The presale close takes the total digital asset funds raised by Sovryn to $16 million. Further, this raise has allowed the leveraging of Immunefi to run one of the largest single bug bounty rewards in history; offering white hat hackers up to $1.25 million to uncover critical bugs relating to the Sovryn smart contract.
“Throughout the proposal drafting process for SIP-8, the Sovryn team and community have provided valuable feedback and sharing ideas on how to improve the program. This clear communication enabled us to achieve a 100% approval rate on our proposal from all in the community who voted, which was a true honor. We are sure the Sovryn network will become more secure through the existence of this bug bounty program, by incentivizing whitehats to look through the code as well as incentivizing blackhats to disclose bugs, instead of exploiting them.”
– Immunefi Co-Founder, Travin Keith
Token Presale
Origin’s presale allowed participants from the Sovryn community to deposit up to 0.1 BTC; with over 3,000 Sovryn protocol supporters participating in a sale that was orchestrated to allow for maximum participation. The wide distribution of SOV tokens enables the realization of the decentralized governance system which is the ultimate aim of the Sovryn project.
The approach of the Sovryn protocol to security is one of open-source transparency or “security by sunlight“. The Sovryn protocol has been exposed to critical examination throughout its development, in contrast to “security by obscurity” approach favored by traditional institutions.
Bitcoin’s community has always placed a strong emphasis on security.

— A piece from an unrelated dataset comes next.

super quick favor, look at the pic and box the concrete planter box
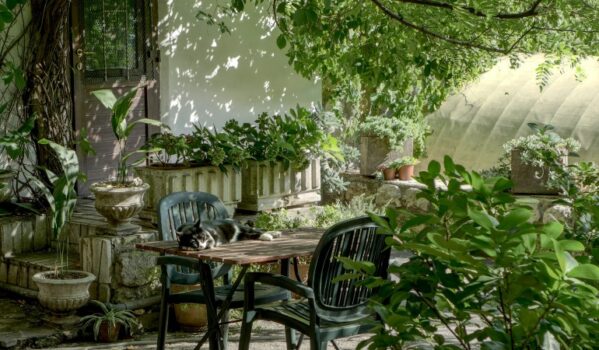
[360,136,413,176]
[136,165,241,220]
[238,159,321,212]
[511,149,566,195]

Where other DeFi projects only audit once, at product launch, Sovryn audits on an ongoing basis. Sovryn is secured by merge-mining with the Bitcoin blockchain and the attention to security runs through the heart of the Sovryn mission. The latest deployment of the bug bounty program on Immunefi with a maximum payout of $1.25 million for catastrophic bugs in its first week builds on an existing regime of rigorous penetration testing and biweekly internal and external technology audits.
“The Sovryn developer team/community takes security seriously and this successful presale has allowed us to take that to the next level, encouraging thousands of hackers to try to penetrate our decentralized protocol. Forged in the white-hot fire of this testing, the armor of our security will emerge all the stronger.”